Orecchiette with Greens

Serves 2

Ingredients
Orecchiette pasta either freshly made or good quality dried pasta
Speck (smoked), pancetta, or good quality smoked bacon rinded and cut into small batons.
Olive oil
Butter
Garlic clove finely chopped
1/2 – 1 small red chilli, seeds removed, finely chopped or a pinch of dried red chilli flakes *
Green vegetables:  Cima di rapa and/or Broccoli / Broccolini / Chicory, stems removed, heads separated into small florets and any leaves cut into large pieces.
Basil pesto (basil leaves, garlic, olive oil, salt, pepper) *
1/4-1/2 teaspoon grated lemon rind *
White wine *
Fresh continental parsley, chopped
Cream *
Salt & pepper
Pecorino or Parmesan  cheese, shaved or grated
* Optional

Cook the green vegetables in salted boiling water until just tender. Remove the greens from the pan and refresh in iced water.  Drain and set aside.  Keep the water boiling ready to cook the pasta.

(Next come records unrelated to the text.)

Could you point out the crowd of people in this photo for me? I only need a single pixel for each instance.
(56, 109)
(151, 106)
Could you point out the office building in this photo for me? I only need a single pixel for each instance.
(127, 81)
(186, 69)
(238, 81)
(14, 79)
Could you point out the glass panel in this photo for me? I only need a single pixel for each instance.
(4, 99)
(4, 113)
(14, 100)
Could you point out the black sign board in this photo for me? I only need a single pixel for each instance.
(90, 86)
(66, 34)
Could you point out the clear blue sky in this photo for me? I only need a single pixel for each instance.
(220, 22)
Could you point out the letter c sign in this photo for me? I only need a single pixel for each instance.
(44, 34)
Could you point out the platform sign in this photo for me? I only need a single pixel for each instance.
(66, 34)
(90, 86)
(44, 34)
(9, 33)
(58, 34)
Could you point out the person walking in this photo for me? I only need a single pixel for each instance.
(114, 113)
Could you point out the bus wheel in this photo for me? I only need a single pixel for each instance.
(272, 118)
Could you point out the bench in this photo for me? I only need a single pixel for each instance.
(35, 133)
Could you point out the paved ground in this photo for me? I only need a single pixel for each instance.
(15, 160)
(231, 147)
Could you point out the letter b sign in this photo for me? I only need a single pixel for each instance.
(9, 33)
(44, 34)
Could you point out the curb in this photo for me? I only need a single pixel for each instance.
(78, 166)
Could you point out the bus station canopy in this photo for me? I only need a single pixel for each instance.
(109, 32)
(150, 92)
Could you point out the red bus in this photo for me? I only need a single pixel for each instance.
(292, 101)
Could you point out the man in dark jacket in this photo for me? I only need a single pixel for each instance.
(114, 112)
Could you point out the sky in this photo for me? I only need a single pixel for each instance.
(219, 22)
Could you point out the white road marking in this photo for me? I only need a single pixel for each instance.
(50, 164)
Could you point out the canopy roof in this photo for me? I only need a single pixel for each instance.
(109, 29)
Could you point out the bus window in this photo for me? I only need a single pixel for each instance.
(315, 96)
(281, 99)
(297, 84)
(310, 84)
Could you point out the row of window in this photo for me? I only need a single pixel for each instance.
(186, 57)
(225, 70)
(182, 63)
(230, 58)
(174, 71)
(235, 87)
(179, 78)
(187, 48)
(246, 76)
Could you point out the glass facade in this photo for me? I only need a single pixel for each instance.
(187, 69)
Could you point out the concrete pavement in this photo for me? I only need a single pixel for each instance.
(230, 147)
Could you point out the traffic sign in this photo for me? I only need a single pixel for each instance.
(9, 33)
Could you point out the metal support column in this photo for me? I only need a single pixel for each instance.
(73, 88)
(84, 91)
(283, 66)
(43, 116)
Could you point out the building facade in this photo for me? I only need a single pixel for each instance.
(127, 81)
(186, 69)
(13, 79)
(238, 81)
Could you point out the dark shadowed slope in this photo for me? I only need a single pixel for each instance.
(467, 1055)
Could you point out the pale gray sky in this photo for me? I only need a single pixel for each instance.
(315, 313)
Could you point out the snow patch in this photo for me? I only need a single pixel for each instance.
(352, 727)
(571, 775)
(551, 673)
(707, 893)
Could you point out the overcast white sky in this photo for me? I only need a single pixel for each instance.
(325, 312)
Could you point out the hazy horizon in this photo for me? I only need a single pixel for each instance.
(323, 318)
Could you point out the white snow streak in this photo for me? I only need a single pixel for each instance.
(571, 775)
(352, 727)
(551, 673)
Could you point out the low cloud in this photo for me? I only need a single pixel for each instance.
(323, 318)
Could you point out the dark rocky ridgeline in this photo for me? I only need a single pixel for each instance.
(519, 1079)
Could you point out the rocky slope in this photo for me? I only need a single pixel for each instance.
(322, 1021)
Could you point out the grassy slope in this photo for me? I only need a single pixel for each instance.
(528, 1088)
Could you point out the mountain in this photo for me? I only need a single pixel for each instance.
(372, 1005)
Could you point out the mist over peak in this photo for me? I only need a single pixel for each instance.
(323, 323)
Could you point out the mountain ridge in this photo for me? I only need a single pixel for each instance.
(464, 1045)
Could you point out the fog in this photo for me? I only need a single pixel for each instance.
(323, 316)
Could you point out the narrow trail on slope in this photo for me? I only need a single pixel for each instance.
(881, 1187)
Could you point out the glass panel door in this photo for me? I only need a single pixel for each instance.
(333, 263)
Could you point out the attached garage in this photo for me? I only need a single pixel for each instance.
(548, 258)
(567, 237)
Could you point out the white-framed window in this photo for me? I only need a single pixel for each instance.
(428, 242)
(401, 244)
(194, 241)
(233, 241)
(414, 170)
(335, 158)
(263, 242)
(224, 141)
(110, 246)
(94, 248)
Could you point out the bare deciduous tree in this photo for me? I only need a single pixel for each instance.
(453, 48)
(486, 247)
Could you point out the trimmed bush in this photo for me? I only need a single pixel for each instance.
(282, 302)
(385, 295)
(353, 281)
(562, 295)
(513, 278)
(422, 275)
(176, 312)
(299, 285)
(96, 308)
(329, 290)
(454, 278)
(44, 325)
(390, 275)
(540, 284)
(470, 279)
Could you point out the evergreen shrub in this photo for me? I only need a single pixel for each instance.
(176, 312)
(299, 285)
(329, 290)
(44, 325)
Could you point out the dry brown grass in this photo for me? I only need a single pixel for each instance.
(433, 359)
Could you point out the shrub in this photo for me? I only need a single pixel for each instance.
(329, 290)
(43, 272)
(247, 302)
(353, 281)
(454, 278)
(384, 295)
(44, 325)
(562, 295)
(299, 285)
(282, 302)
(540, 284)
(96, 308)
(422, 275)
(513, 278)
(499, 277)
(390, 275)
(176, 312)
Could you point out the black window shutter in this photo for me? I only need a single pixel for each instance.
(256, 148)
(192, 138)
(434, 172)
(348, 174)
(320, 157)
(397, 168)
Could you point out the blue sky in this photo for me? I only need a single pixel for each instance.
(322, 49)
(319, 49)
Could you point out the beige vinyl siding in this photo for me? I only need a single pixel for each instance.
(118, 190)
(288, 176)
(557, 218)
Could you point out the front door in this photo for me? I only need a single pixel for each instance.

Add the orecchiette to the pot of boiling salted water and cook until al dente. Dried pasta will take about 15-18 minutes.

While the pasta is cooking, heat butter and olive oil in a large frying pan and gently cook the garlic and chilli until softened and the flavours have infused.

Add the speck/bacon/pancetta and fry on a medium heat until golden brown and the fat rendered.  Alternatively, a couple of anchovies can be substituted for the cured meat and stirred until melted.

Add the green vegetables to the pan and cook for a couple of minutes until heated through.  A splash of white wine can be added at this point and reduced slightly.

Stir in the cream, pesto and finely grated lemon rind.

Drain the orecchiette and add to the pan.

Season with sea salt and freshly ground pepper. Add chopped parsley and toss well.

Spoon into pasta bowls with cheese and a drizzle of olive oil and glass of red wine – not optional!